Is Biting Normal?

Parents often ask if it’s normal for their toddler to bite.  It can feel both concerning and upsetting for parents to find out that their child is biting others. If this sounds familiar to you, you’re not alone.  Here are a few guidelines and tips to consider when navigating your toddler’s biting habit.

Consider Your Child’s Age

  1. Biting is more common for children under 3 years of age.  In determining whether or not your child’s biting habits are normal, consider their age and toddler biting another toddlerdevelopmental level.
  2. Under 1 year, mouthing objects is an important part of feeding and speech development.  This is how children develop oral-sensory awareness in their mouth, as they explore various objects.
  3. Between 1 and 1½ years, children may bite others when they are excited.  It’s important to convey to children that biting is not okay
  4. Between 1½ and 3 years, children might bite more out of frustration.  Frustration often arises when children cannot convey their intents, or feel powerless against limits.  It’s still important to convey that biting is not acceptable.
  5. After 3 years, biting is considered to be less typical, and is likely a behavioral response to frustration or fear.  Children might feel frustrated or fearful when they don’t have control over a situation, when they can’t effectively communicate, or when they don’t like the limits set by others.

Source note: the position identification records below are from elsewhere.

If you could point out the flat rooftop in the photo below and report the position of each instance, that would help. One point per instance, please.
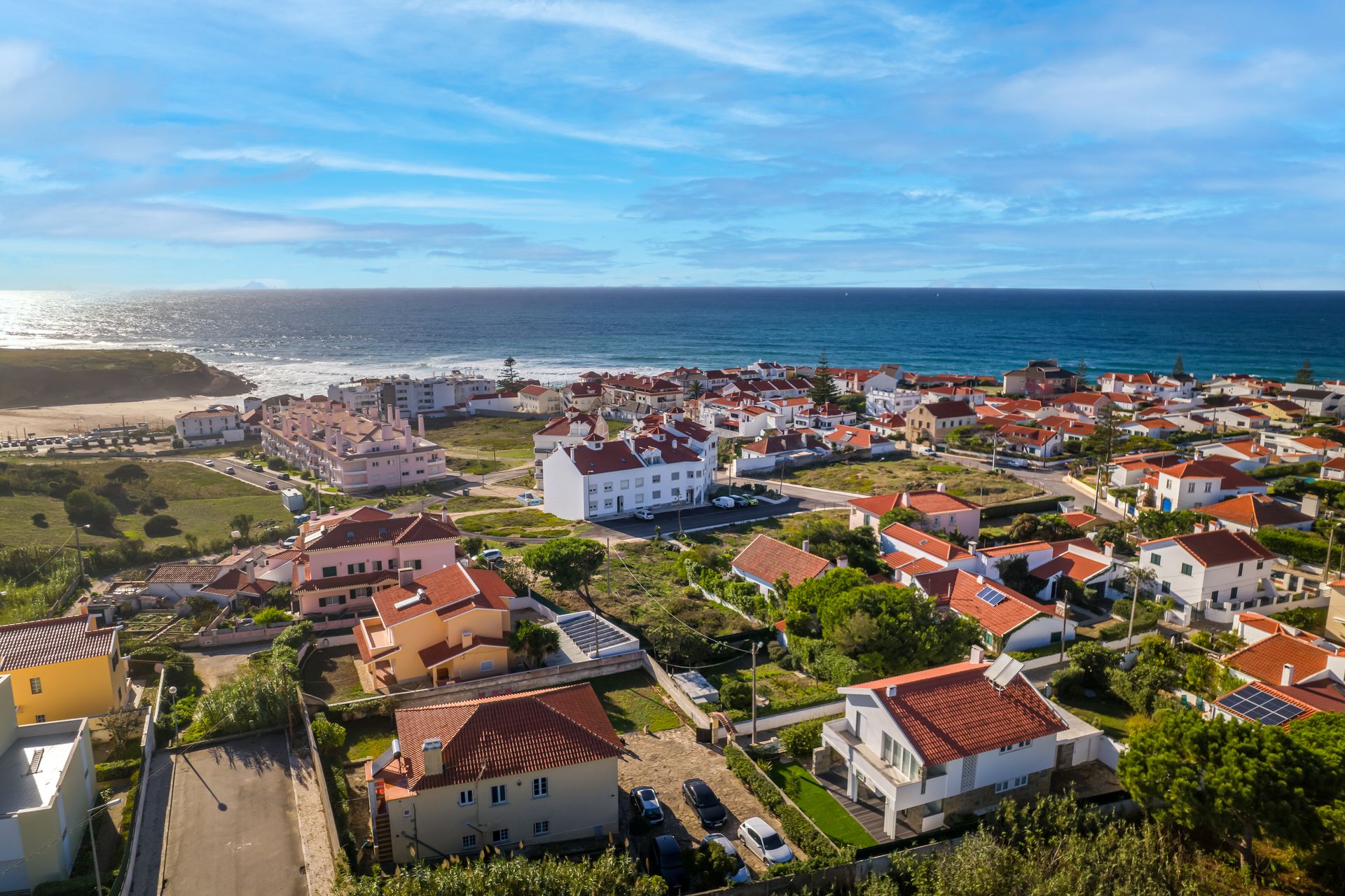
(29, 780)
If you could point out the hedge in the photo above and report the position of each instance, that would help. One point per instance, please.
(796, 825)
(118, 769)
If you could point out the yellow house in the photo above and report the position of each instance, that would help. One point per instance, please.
(537, 767)
(46, 790)
(451, 625)
(64, 668)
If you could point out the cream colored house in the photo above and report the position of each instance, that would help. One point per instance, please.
(46, 790)
(451, 625)
(537, 767)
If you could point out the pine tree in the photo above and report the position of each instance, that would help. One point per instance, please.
(1305, 373)
(824, 384)
(509, 378)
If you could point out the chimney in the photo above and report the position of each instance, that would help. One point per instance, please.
(434, 752)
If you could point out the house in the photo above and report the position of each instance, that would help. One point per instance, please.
(638, 471)
(65, 668)
(48, 786)
(1029, 440)
(571, 429)
(1248, 513)
(932, 422)
(864, 443)
(1215, 572)
(537, 767)
(450, 625)
(216, 425)
(352, 451)
(942, 511)
(951, 740)
(766, 560)
(1008, 619)
(539, 400)
(1040, 378)
(349, 558)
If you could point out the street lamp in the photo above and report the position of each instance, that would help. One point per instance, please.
(97, 876)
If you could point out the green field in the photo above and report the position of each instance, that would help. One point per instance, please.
(633, 701)
(884, 476)
(821, 806)
(201, 499)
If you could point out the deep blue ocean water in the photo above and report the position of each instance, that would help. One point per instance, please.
(303, 339)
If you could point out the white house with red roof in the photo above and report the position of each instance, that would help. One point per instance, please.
(950, 740)
(942, 511)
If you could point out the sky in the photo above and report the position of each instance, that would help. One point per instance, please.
(439, 143)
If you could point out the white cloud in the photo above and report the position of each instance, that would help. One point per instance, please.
(339, 162)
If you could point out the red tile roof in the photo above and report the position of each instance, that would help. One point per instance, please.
(509, 735)
(53, 641)
(767, 558)
(954, 712)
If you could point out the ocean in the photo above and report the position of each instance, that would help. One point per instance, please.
(301, 340)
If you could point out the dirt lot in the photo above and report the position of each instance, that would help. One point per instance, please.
(663, 761)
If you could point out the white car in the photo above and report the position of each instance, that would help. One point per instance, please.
(740, 875)
(761, 840)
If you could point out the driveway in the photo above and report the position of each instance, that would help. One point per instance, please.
(669, 758)
(233, 825)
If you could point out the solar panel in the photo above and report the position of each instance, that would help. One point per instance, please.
(1260, 705)
(991, 596)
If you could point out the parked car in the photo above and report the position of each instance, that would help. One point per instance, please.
(646, 802)
(704, 802)
(666, 862)
(761, 840)
(740, 875)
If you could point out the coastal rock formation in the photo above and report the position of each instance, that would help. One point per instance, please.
(39, 377)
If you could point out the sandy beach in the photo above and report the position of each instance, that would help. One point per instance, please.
(64, 420)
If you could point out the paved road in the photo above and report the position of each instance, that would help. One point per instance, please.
(233, 827)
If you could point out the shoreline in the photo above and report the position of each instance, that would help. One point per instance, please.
(64, 420)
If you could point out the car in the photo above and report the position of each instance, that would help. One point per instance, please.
(740, 874)
(644, 802)
(761, 840)
(666, 862)
(704, 802)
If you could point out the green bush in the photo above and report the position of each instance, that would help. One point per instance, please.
(118, 770)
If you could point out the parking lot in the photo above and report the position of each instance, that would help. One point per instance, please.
(669, 758)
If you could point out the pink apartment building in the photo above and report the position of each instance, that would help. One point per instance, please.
(350, 556)
(352, 451)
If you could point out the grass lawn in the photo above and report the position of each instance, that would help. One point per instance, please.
(523, 523)
(821, 806)
(488, 436)
(201, 499)
(883, 476)
(634, 701)
(1103, 712)
(369, 738)
(331, 675)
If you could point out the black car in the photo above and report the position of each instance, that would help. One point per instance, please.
(706, 805)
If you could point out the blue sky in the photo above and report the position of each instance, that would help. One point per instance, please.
(435, 143)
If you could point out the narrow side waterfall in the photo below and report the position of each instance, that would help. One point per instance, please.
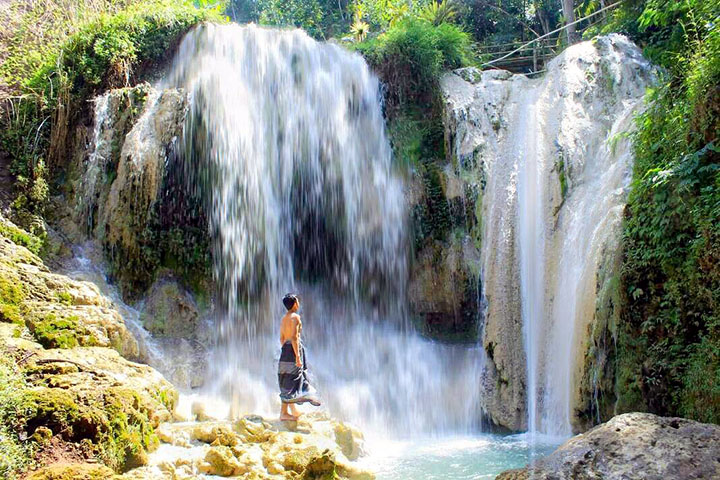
(557, 166)
(285, 141)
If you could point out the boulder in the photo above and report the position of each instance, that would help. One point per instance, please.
(633, 445)
(59, 312)
(169, 310)
(220, 461)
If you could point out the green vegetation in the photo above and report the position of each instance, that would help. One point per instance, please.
(54, 77)
(21, 237)
(669, 338)
(409, 58)
(60, 332)
(16, 455)
(114, 421)
(11, 297)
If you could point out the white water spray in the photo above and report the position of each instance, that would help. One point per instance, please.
(286, 142)
(557, 176)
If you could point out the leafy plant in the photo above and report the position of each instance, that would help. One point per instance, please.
(359, 29)
(437, 13)
(670, 331)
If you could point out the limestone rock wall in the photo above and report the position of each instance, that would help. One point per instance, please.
(550, 160)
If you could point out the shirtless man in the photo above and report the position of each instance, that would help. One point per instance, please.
(292, 368)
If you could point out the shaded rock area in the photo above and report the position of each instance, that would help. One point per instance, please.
(171, 315)
(58, 311)
(77, 398)
(125, 190)
(633, 446)
(83, 411)
(443, 290)
(536, 154)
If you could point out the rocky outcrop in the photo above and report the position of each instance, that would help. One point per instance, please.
(75, 396)
(171, 315)
(58, 311)
(443, 290)
(633, 445)
(126, 194)
(170, 311)
(315, 447)
(551, 165)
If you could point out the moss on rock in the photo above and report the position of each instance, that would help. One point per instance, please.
(80, 471)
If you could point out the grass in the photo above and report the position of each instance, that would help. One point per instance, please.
(16, 455)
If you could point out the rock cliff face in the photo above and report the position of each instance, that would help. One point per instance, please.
(633, 445)
(85, 411)
(61, 343)
(550, 165)
(124, 189)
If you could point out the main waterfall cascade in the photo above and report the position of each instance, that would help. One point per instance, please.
(557, 166)
(285, 141)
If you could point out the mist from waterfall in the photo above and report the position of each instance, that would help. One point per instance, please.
(285, 141)
(558, 162)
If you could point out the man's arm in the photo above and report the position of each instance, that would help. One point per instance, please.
(296, 340)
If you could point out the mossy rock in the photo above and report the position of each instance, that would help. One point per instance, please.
(80, 471)
(320, 467)
(52, 331)
(114, 421)
(11, 296)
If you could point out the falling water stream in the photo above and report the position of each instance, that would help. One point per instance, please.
(285, 143)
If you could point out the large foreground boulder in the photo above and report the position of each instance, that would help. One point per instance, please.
(68, 395)
(633, 446)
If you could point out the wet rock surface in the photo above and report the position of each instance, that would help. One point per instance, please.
(94, 414)
(315, 447)
(77, 398)
(58, 311)
(501, 130)
(633, 446)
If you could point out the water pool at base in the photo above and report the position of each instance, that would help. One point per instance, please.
(456, 458)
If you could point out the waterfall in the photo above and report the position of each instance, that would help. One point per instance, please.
(558, 166)
(286, 143)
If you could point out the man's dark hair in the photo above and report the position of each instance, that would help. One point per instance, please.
(289, 300)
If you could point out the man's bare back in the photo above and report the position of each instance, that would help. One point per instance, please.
(290, 329)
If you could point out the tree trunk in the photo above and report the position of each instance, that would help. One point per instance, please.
(569, 14)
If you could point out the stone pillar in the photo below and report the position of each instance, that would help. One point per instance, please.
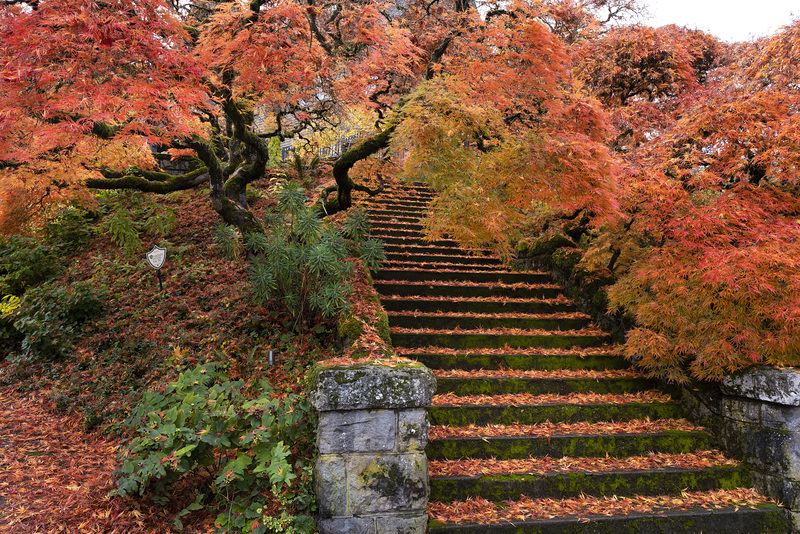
(756, 414)
(372, 473)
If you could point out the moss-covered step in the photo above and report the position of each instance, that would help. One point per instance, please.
(574, 484)
(471, 322)
(396, 227)
(477, 306)
(540, 386)
(546, 362)
(504, 277)
(398, 202)
(495, 340)
(417, 240)
(440, 266)
(470, 291)
(442, 258)
(432, 250)
(403, 211)
(586, 446)
(481, 415)
(765, 519)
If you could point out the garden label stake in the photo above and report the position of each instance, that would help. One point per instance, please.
(156, 259)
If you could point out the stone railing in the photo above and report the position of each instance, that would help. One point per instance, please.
(371, 476)
(756, 415)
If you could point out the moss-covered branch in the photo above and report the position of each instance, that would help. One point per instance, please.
(152, 182)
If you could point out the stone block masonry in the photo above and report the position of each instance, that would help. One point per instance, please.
(371, 476)
(756, 415)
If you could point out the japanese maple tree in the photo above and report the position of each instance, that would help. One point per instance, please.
(87, 84)
(717, 286)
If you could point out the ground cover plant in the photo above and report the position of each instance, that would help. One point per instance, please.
(665, 158)
(136, 376)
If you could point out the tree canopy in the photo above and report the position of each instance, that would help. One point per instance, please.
(677, 153)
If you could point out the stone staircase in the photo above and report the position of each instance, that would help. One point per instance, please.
(538, 425)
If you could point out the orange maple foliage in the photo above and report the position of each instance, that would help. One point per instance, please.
(713, 277)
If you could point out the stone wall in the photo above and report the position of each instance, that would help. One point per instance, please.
(372, 473)
(756, 416)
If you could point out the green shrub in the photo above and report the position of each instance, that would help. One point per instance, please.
(228, 241)
(302, 263)
(10, 337)
(134, 214)
(70, 229)
(51, 316)
(204, 426)
(25, 262)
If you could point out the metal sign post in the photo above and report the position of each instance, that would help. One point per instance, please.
(156, 258)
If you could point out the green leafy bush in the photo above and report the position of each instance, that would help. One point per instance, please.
(134, 214)
(204, 426)
(71, 228)
(25, 262)
(228, 241)
(302, 263)
(9, 336)
(51, 316)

Consider Possible Triggers:

Understanding why your child bites is a critical step in determining how to intervene.

Here are a few questions parents can ask themselves to identify causes behind their child’s biting habit:

  • Is there a particular environment when biting occurs more frequently?
  • Is there a time of day when biting occurs more frequently?
  • What is your child’s emotional state when they bite?
  • What tends to trigger biting?  For example, does your child bite when you tell them “no”?  Do they bite when they can’t communicate their thought/ideas?
  • Who does your child tend to bite the most?

What Can Parents Do?

  • Respond quickly, and let your child know that biting is not okay.  Use a firm voice, and tell them “No.  It is not okay to bite”.
  • Help your child understand that biting hurts other people.  Believe it or not, this may be a surprise to your child.
  • If your child is struggling to use words, help them by giving them words to express their feelings.  For example, if your child is upset because a peer took their truck, then model “You can say: ‘It’s my turn’ or ‘I want the truck'”.
  • Talk to your child ahead of time about appropriate social rules.  You might say “It’s not okay to bite people” or “You can use words, but you cannot bite.”
  • Talk to your child about things that they can bite.  You might say “We can’t bite people, but we can bite apples!  What else can we bite?”
  • Be proactive about situations that frequently result in biting.  Be ready to intervene and respond, or if necessary, limit situations that result in extreme frustration and biting.

Finally, don’t battle this alone!  Seek help from a licensed professional who can guide you through the process.  Your child’s therapist can help you uncover why your child is biting, and strategies to help your child find better ways to resolve their frustration.